For while there was no hint of a carryover from the Boston brawl, other than Kelly getting soundly booed when he relieved in the eighth inning, there was more evidence this could be a division race for the ages between the two teams that currently have the best records in the majors.

The Stadium was rocking all night, as Giancarlo Stanton had a breakthrou­gh night with the fans by hitting two solo home runs, and by the seventh there was a playoff-like tension as Aaron Judge set off pandemoniu­m with his tie-breaking single off, yep, Public Enemy No. 1 on the mound.

At some point about then, Boone noticed how loud and frenzied the Stadium had become, and he leaned over so his coaches could hear him and said: “I forgot how much fun these games were,” he said. Boone would know, of course, having secured his place in Yankee lore with that ALCS-clinching home run off Tim Wakefield in 2003, when this rivalry was exploding with intensity the players and managers couldn’t even quite describe or believe.

We may not be headed for quite that level again, unless villains on the level of Pedro Martinez, Curt Schilling and Alex Rodriguez emerge.

Kelly and Austin, the principals in the brawl at Fenway, don’t exactly qualify, but certainly there is potential for more bad blood and, at the very least, plenty more of this high-intensity baseball, for these teams are surely destined to deliver a memorable race.

If the Yankees are going to prevail, there will have to be more nights like this, when their Twin Titans prove to be the difference — Stanton with his home runs, Judge with his clutch single.

After all, the Yankees lead the majors in runs scored, and they’re tied for second in home runs, and nights like this are exactly why they traded for Stanton, when he shows off his talent by hitting home runs down

each line, tomahawkin­g a breaking ball to left, slashing an up-and-away fastball to right.

And yet the truth is the Yankees continue to lay waste to the best teams in the American League mostly because their starting pitching is proving to be dominant in a way nobody expected this season.

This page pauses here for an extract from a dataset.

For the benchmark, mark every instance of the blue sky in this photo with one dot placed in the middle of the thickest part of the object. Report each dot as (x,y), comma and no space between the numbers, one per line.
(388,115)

Luis Severino is the exception, coming off his No. 3 finish in the AL Cy Young Award voting last season, and he is living up to his ace status, pitching to a 2.21 ERA after going six-plus innings on Tuesday night, racking up 11 strikeouts.

On this night Severino wasn’t as dominant as his previous start, when he went the distance in shutting out the mighty Astros, but if not for some shaky defense, including Gary Sanchez’s failure to block a third strike on a ball in the dirt, he might well have thrown seven scoreless innings.

Yet he continued this run of great pitching from Yankee starters, as they’ve put up a 1.87 ERA over these last 17 games.

Meanwhile, David Price was scratched from his scheduled Wednesday start due to numbness in his pitching hand, the same problem that forced him out of his start in Boston last month against the Yankees.

Of course, that’s probably anything but a break for the Yankees, the way they’ve owned Price over the years, but it could still be significan­t blow to the Red Sox.

Somehow, you just know most of these Rivalry games this season are going to come down to moments like this one did, with the crowd howling angrily at Kelly and Judge lining a basesloade­d single that proved to be the difference.

“It was a fun atmosphere,” Judge said. “It’s fun to win one like that.”

Chances are the Yankees barely remember what it’s like to lose these days. Little more than two weeks after the Red Sox threatened to run away and hide, they moved into a first place tie. Nobody would have believed they could do it by May 8th.